Post by viriato » 15 Apr 2003, 15:32

witness wrote:
Maybe those with some Slavic roots would be declared "less Aryans " among the perfect "Aryans ' and therefore not that precious ..
Maybe they would make any German with Slav roots second-class citizens. How many they were? A quarter, a third, half the total of Germans? Probably they wouldn't even have found one German without a Slav ascendency? 8) And what about Hitler himself? Not tainted by the "inferior" Czech blood? :lol:

But then according to you Czechs seem not to be Slavs after all. And Bulgarians, Croats, Slovaks,... You after all wrote:
Then what was this war for the millions of Russians, Ukranians, Poles, Belorussians...
Not an oversimplication on your part of course... :roll:
And I think you should get familiar with the chicken farmer' plans for the Russian territories.

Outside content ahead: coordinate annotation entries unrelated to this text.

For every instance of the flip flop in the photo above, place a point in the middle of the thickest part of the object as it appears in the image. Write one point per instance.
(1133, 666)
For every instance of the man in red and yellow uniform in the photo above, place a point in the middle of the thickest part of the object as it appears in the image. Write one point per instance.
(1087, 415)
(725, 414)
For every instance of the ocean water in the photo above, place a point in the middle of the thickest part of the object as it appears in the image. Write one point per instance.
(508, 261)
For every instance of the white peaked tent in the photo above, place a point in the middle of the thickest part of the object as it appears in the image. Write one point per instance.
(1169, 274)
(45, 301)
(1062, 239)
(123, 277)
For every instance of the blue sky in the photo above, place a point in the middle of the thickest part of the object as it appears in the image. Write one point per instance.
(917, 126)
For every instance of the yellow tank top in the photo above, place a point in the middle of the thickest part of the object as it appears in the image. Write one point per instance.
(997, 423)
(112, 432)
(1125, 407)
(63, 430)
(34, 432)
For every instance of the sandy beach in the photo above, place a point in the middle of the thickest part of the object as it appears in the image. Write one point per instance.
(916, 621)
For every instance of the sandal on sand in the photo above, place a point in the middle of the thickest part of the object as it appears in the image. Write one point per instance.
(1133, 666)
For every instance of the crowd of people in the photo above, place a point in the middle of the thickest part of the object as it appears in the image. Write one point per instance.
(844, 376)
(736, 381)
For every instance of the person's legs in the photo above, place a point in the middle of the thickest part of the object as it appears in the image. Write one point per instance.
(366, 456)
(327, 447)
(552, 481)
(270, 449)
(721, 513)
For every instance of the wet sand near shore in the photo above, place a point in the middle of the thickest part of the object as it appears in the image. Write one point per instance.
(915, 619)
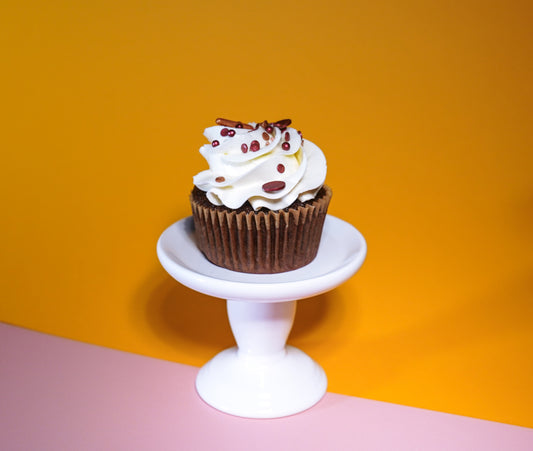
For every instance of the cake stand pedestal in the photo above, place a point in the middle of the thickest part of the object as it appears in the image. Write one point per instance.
(261, 377)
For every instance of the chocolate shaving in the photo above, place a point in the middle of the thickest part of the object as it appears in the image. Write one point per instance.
(284, 123)
(234, 124)
(272, 187)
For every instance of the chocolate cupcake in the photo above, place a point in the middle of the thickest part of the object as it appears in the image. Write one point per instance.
(261, 205)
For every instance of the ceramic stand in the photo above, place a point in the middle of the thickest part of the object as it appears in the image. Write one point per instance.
(262, 377)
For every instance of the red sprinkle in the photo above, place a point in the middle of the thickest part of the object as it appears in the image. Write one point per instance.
(272, 187)
(254, 146)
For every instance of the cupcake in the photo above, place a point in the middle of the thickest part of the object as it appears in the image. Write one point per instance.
(261, 205)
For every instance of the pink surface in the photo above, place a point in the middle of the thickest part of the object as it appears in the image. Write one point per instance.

Sure. We're speaking after all of a "great charachter". He would "develop" the conquered territories killing the maximum number of peolple and then dumping the rest on Siberia. How? After all the "illuminates" we're talking about never wanted to conquer Siberia. Their "plans" only allowed them to reach the Urals. And no more. Of course the "subhumans" eastwards of the Urals would be content and in respect for the new "lords" of Europe would pay their "hommage" by not waving any more war, any kind of war for a "thousand years" perhaps. And receive any deportees the German presented them with a smile. Sure.